There are several hundred Marines in Helmand Province, most assigned to advise the Afghan military from the larger joint American-Afghan base at Camp Bastion. Helmand, which has sprawling opium fields and is known as the Taliban heartland, remains one of the most volatile provinces in the country, with the insurgent group controlling several districts and contesting almost all of the others.
So far this year 17 Americans have been killed in combat in Afghanistan, the highest number of losses in a year since 2014, when the Pentagon announced the end of combat operations in the country. The death toll has been significantly higher for Afghan security forces, who have lost more than 50,000 in the last five years.

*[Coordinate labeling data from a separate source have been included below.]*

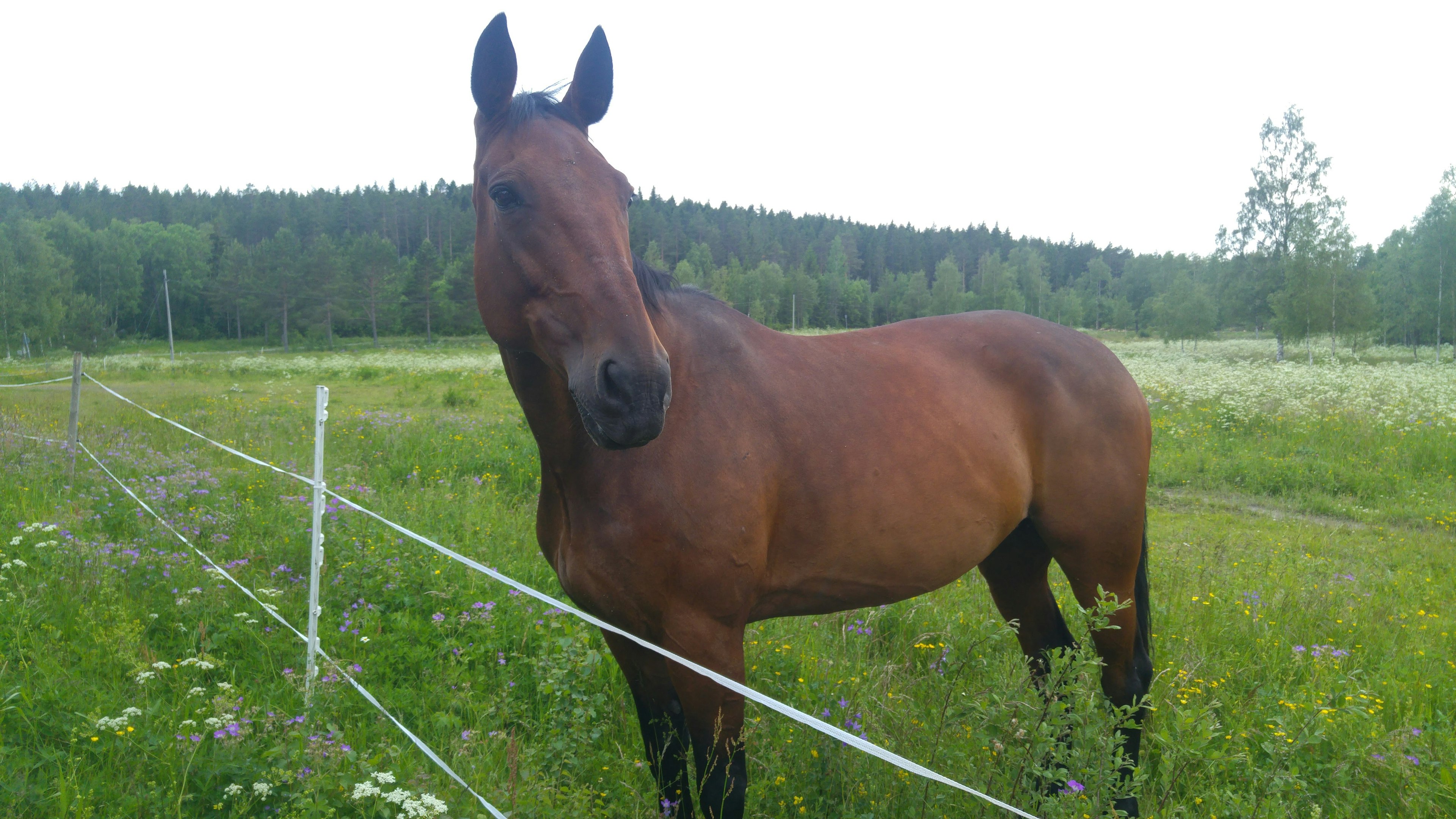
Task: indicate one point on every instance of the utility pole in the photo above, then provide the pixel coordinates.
(166, 293)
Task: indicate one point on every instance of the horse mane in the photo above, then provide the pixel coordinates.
(656, 283)
(539, 104)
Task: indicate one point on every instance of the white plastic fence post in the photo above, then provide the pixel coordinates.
(321, 414)
(73, 425)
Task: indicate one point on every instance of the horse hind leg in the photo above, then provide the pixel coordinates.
(1109, 557)
(1017, 576)
(663, 723)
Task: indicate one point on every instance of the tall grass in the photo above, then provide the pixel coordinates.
(1304, 659)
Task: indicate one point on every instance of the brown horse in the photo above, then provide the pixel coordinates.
(792, 475)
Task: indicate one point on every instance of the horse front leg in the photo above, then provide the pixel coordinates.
(714, 713)
(663, 723)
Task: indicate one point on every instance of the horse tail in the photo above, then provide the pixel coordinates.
(1145, 617)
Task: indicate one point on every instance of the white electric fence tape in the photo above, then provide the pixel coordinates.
(273, 611)
(730, 684)
(223, 447)
(37, 382)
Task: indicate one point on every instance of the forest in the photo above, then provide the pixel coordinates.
(85, 266)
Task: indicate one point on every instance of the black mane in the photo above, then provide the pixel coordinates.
(538, 104)
(535, 105)
(657, 283)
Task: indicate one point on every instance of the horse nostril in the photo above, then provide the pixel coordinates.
(613, 382)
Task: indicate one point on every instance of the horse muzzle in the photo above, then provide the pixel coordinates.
(624, 403)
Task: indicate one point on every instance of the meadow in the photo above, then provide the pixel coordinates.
(1301, 568)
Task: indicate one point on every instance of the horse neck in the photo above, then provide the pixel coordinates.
(548, 407)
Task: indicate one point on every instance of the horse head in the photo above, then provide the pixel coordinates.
(554, 269)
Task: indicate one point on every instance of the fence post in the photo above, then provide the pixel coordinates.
(321, 414)
(73, 425)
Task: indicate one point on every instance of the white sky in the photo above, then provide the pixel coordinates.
(1135, 126)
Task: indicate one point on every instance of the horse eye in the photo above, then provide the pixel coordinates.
(504, 197)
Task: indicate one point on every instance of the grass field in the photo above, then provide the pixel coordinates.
(1301, 569)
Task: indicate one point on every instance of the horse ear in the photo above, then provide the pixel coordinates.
(590, 89)
(493, 75)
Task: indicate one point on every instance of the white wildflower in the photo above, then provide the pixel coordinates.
(366, 789)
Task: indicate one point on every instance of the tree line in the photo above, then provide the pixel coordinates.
(83, 266)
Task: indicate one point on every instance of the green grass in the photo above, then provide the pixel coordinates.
(1267, 535)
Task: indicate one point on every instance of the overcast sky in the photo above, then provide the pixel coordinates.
(1135, 126)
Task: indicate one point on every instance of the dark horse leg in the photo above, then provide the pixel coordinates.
(1017, 576)
(1109, 550)
(664, 728)
(714, 713)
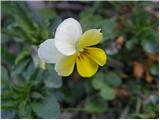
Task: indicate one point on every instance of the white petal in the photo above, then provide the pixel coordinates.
(66, 36)
(65, 65)
(48, 52)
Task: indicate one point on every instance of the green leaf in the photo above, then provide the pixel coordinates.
(95, 106)
(24, 54)
(130, 44)
(47, 109)
(8, 114)
(98, 81)
(25, 110)
(107, 93)
(7, 55)
(154, 69)
(113, 79)
(47, 14)
(150, 46)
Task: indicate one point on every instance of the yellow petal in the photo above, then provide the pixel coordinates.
(65, 65)
(85, 66)
(96, 54)
(89, 38)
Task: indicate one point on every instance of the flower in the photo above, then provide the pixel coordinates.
(71, 48)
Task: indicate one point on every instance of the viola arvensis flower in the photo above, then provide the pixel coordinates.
(70, 47)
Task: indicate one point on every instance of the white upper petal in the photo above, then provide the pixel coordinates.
(66, 36)
(48, 52)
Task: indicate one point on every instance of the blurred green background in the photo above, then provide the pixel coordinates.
(126, 87)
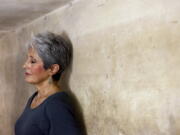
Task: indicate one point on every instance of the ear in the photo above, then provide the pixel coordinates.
(54, 69)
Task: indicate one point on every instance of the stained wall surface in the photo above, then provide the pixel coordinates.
(126, 65)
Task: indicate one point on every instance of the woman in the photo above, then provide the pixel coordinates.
(48, 111)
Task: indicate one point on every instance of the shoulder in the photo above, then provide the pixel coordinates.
(59, 104)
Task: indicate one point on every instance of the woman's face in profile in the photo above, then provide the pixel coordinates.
(34, 70)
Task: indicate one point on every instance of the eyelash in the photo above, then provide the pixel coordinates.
(33, 61)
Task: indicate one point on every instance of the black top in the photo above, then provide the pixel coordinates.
(52, 117)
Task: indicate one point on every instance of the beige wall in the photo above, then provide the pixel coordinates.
(126, 67)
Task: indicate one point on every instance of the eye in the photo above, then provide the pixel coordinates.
(33, 61)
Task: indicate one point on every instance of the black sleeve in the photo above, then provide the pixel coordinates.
(61, 118)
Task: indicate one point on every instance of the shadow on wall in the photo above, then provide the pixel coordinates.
(65, 86)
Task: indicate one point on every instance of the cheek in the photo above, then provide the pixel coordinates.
(38, 69)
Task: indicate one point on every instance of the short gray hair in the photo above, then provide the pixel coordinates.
(52, 49)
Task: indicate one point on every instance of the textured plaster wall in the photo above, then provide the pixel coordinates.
(126, 65)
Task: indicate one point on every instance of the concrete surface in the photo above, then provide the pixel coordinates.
(125, 72)
(15, 13)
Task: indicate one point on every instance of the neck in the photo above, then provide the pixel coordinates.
(46, 88)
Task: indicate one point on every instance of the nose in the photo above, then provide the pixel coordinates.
(24, 66)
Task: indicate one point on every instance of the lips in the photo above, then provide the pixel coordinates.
(26, 73)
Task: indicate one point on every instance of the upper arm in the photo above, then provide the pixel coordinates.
(62, 120)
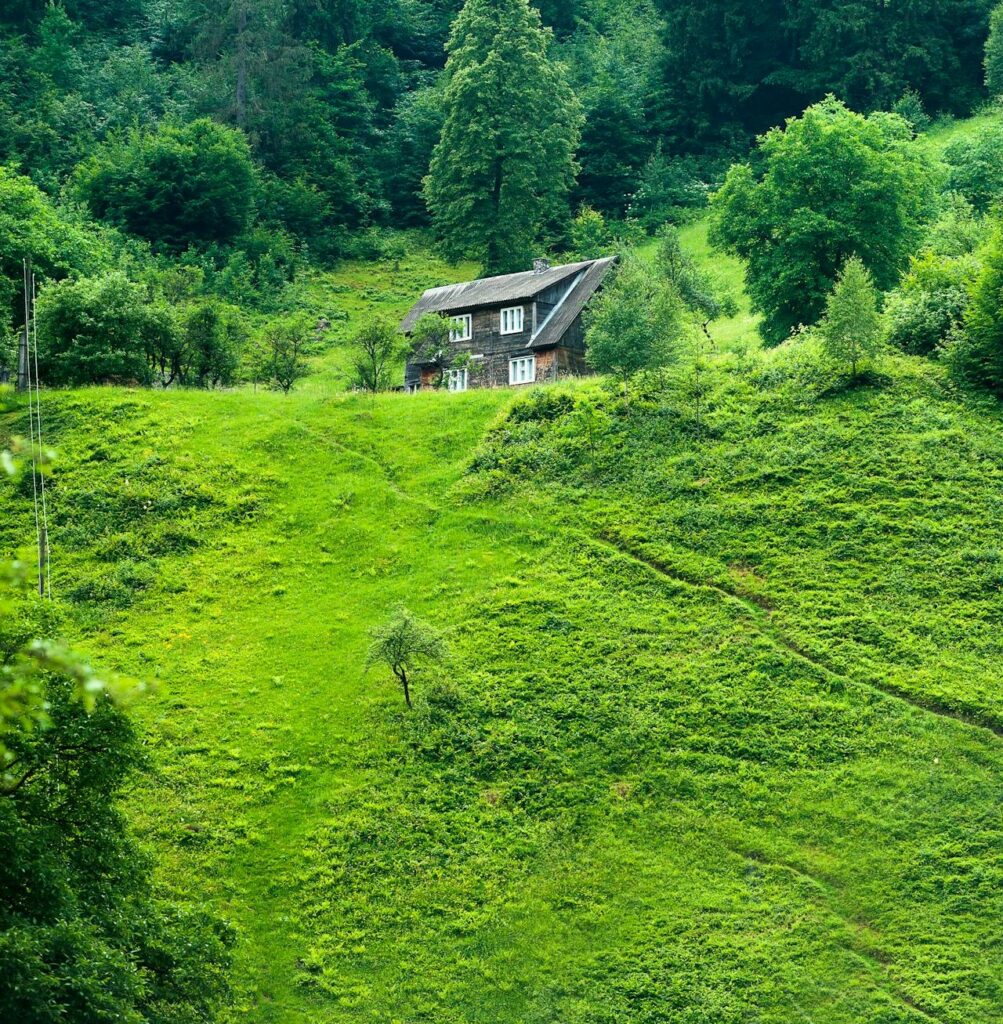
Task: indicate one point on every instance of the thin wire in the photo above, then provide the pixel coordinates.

Civilian casualties have risen sharply, according to a United Nations report released last week, An estimated 1,174 civilians were killed and 3,139 wounded from July 1 to Sept. 30, a 42 percent increase from the same period last year.
The uptick in casualties likely correlates with the increase in joint American-Afghan ground operations to bloody the Taliban during the final months of peace negotiations with the United States.
In September, Mr. Trump called off the talks, pointing to the increased violence in the country and the death of an American soldier, along with 11 other people, in a Taliban-directed suicide bombing in Kabul. Days later, on Sept. 11, the Taliban fired a rocket at the American embassy in Kabul.
In October, Zalmay Khalilzad, the lead American negotiator during the talks, met informally with Taliban leaders in Pakistan, raising the possibility that negotiations might eventually resume.
While Washington’s strategy in Afghanistan is unclear, Mr. Esper said during his visit to Kabul, the country’s capital, on Monday that the United States “will continue to pursue an aggressive military campaign against the Taliban and terrorist groups that continue to conduct violence against the people of Afghanistan.”
There are roughly 12,000 to 13,000 American troops currently in Afghanistan. On Monday, the commander of all American forces in the country, Gen. Austin S. Miller, said he had withdrawn roughly 2,000 troops in the last year.